Le premier mot qui me vient à l’esprit, en parcourant l’Évangile du jour, c’est celui de confiance. Une énième lecture de l’Annonciation pourrait susciter une certaine lassitude. Par rapport au passage qui suit directement cet épisode, la Visitation à sa cousine Élisabeth, qui montre une Marie en mouvement, dans l’action, avant d’entonner le chant de libération du Magnificat, celui qui m’a converti, la Marie recevant le message de l’ange Gabriel peut paraître passive. On nous a rebattu les oreilles du oui de Marie, seriné l’image d’une jeune fille un peu naïve et pieuse, qui ne saisit pas ce qui lui arrive mais accepte béatement sa condition. Quand on sait en plus que certaines exégèses féministes ont questionné le passage du Seigneur prenant Marie sous son ombre (Luc 1, 35) comme la possible allégorie d’un viol, le malaise peut s’additionner à la lassitude. La mère de Dieu, modèle premier de toutes les femmes chrétiennes, n’est-elle réduite à être qu’un réceptacle, fût-ce de la grâce divine ?
La foi, confiance active
Mais je lis aujourd’hui cette visite de l’archange avec une certaine tendresse. Dans cette Marie toute bouleversée, qui se [demande] ce que [peut] signifier cette salutation (Luc 1, 29), face à l’ange qui la qualifie de Comblée-de-grâce (Luc 1, 28), je me revois, assis sur les bancs de derrière, à mes premières messes, incapable de comprendre quoi que ce soit à la liturgie, aux prières eucharistiques, aux paroles des chants suivis en chœur par l’assemblée. Et pourtant, j’ai poursuivi mon chemin, sans me poser trop de questions, en me faisant simplement disponible à la découverte, à la surprise. J’ai appris à me dire intérieurement : Voici la servante du Seigneur ; que tout m’advienne selon ta parole (Luc 1, 38). À demander à Dieu, dans ma prière intime, de prendre les commandes de ma vie, d’en être le seul maître, de me conduire sur ses chemins d’éternité (Ps 138 (139)). Ai-je été une créature passive, cédant à la niaiserie comme un adolescent à l’aube d’une rencontre amoureuse ? Je ne le crois pas. Je crois que la foi, étymologiquement la confiance, est une grâce donnée en toute gratuité, mais que la recevoir, l’accueillir au cœur de son quotidien, d’autant plus à une époque où domine la rationalité instrumentale – la foi ne sert à rien -, est un acte tout à fait souverain, actif, conséquent.
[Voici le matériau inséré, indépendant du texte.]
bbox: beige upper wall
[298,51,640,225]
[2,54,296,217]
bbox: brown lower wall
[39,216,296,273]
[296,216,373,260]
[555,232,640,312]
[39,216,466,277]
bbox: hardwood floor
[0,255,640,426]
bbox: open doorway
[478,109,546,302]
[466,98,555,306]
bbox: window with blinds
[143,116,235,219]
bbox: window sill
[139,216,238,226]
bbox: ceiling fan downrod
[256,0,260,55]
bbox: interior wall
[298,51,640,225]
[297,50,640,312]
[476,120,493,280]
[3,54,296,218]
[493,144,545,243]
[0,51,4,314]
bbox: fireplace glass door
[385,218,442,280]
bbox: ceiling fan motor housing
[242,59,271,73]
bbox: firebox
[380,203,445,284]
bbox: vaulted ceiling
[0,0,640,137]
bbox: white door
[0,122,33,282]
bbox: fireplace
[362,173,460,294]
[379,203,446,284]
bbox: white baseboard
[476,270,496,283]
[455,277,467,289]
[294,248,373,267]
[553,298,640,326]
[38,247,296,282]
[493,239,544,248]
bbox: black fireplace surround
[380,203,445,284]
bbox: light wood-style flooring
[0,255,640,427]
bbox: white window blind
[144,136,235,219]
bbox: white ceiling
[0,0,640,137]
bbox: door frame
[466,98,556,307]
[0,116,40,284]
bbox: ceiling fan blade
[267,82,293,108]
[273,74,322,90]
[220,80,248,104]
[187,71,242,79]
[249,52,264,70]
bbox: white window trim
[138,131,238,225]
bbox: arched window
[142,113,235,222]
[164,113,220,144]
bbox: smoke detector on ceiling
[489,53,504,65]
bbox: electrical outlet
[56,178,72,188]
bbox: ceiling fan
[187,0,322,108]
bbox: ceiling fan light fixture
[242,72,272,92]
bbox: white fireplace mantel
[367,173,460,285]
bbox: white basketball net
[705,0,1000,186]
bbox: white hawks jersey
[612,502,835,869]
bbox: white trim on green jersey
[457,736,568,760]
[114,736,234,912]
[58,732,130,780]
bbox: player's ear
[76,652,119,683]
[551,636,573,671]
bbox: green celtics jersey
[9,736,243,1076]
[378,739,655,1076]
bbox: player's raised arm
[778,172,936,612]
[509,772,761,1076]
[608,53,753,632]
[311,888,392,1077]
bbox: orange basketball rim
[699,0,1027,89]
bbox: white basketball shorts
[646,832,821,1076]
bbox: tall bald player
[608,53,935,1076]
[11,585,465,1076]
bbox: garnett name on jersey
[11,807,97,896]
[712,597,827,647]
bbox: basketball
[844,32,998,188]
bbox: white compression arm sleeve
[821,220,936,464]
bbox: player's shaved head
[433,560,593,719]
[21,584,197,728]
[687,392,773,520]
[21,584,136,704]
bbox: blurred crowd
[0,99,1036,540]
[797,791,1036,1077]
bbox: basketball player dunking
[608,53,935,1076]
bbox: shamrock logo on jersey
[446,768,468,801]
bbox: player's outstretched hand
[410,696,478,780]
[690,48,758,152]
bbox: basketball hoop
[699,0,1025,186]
L’effort surnaturel de l’espérance
Quand il y a la foi, l’espérance n’est jamais loin. Espérer, croire que rien n’est impossible à Dieu (Luc 1, 37), est encore un effort monumental, surnaturel même. Bref, tout cet accueil de la grâce divine n’a rien d’un processus passif, il demande beaucoup de forces, il peut même être épuisant. Croire dans la traversée des ténèbres à la vraie lumière (1 Jean 2, 8) est infiniment plus fatigant que se laisser aller au désespoir et à l’apathie. Mais dire cela est un peu facile quand on vit dans une situation plutôt privilégiée. À l’approche de Noël, je ne peux m’empêcher de penser aux chrétiens palestiniens qui s’apprêtent à célébrer la naissance du Sauveur dans l’angoisse des bombes et de la répression, à Gaza, à Bethléem ou à Jérusalem-Est. Comment peuvent-ils voir au-delà d’un horizon obscur comme jamais, et croire que rien n’est impossible à Dieu (Luc 1, 37) ? Comment peuvent-ils entrer dans la confiance ferme de Job, traversant le malheur sans jamais douter de la bonté de son Créateur ? Il n’y a pas de recette miracle. Une telle disposition du cœur, une telle ouverture à l’espérance relève véritablement d’un effort surnaturel. Mais une chose peut y aider. En comprenant qu’il n’y a pas deux Marie, celle de l’Annonciation et du Magnificat, celle qui s’ouvre à la grâce et celle qui proclame dans la joie que le Seigneur renverse les puissants de leurs trônes et élève les humbles (Luc 1, 52), mais bien une seule, en comprenant que l’accueil de la foi est aussi l’accueil de la promesse libératrice du Seigneur, on peut marcher à la suite de Marie et de sa foi révolutionnaire, et alors peut s’ouvrir un chemin qui ne connaît plus aucune limite.
Ce chant pour accompagner la méditation : Bonum est confidere de Taizé.
Timothée de Rauglaudre
Journaliste et auteur
Une méditation proposée par notre frère Manuel.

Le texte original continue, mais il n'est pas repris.